Lot no. 44
Live
Estimate: €600 - €800
François Paul JAUVY (1760-1822), botanist, specialist in the flowers of the Alpes-Maritimes.
Autograph letter signed and addressed to the botanist Louis Gérard de Cotignac (1733-1819), himself a specialist in Provençal plants and the Southern Alps. In 1761, he published "Flora gallo-provincialis", the first work on the flora of Provence. Grasse, 21 January 1814. 3 pp. large in-4.
Fine scientific letter, notably on his discovery of the Narcissus lotus, endorsed by Candolle.
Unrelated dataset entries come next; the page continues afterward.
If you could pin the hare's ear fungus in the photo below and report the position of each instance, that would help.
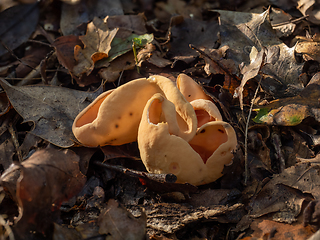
(114, 117)
(215, 142)
(162, 152)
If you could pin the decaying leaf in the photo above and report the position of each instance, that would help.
(280, 231)
(199, 33)
(52, 109)
(97, 44)
(65, 50)
(293, 110)
(42, 183)
(254, 30)
(116, 221)
(309, 48)
(181, 215)
(78, 13)
(16, 25)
Jauvy scoured the Estérel massif and Laval for his botanical hunts and describes a number of his research projects: Astragalus, inula odora, inula crithmoides, anthyllis, etc. He recounts his exchanges with Jaume Saint-Hilaire, praises Emeric de Castellane "that indefatigable botanist" who was unable to find Tournefort's fern in the Pyrenees, known as "Filicula Montana folio vario", and mentions the cryptogamy work of Samuel Elisée Bridel-Brideri (1761-1828), the mycologist Christiaan Hendrik Persoon (1761-1836), the botanist Dominique Villars (1745-1814) and others.
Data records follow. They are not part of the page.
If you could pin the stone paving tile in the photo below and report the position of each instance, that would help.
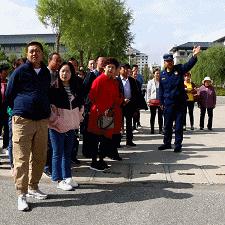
(187, 173)
(215, 175)
(118, 173)
(148, 172)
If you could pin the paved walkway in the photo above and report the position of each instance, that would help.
(202, 160)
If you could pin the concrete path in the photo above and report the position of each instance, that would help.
(202, 160)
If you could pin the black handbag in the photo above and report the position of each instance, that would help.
(106, 122)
Jauvy congratulated his correspondent on the rich work on the flora of Provence: it surpassed that of the Turin botanist Carlo Allioni (1728-1804) on the flora of Piedmont, which he strongly criticised. He refers to the work on the olive tree by the botanist and agronomist Jean-Louis-Auguste Loiseleur-Deslongchamps (1774-1849) [whose Flores were illustrated by Redouté and Bessa] and denounces the latter's attempts at plagiarism, particularly through his translations of Latin works "adorned with the peacock feathers of appropriation". Loiseleur had asked Jauvy for a great deal of information and samples of plants "new to him" in order to appropriate them. He recounts a quarrel between himself, Loiseleur, Wilden and Gouan over Narcissus gouani, and lists the erroneous names given to this plant: "Finally, M. de Candolle, rejecting Linné's Nacissus odorus, has given it the name Narcissus Lotus, which he honours me for having found in Grasse [...]".
François Paul Jauvy and Louis Gérard de Cotignac both built up exceptional herbariums containing several thousand plants from Provence, the Alpes-Maritimes and the Southern Alps. The latter is kept at the Muséum départemental du Var in Toulon.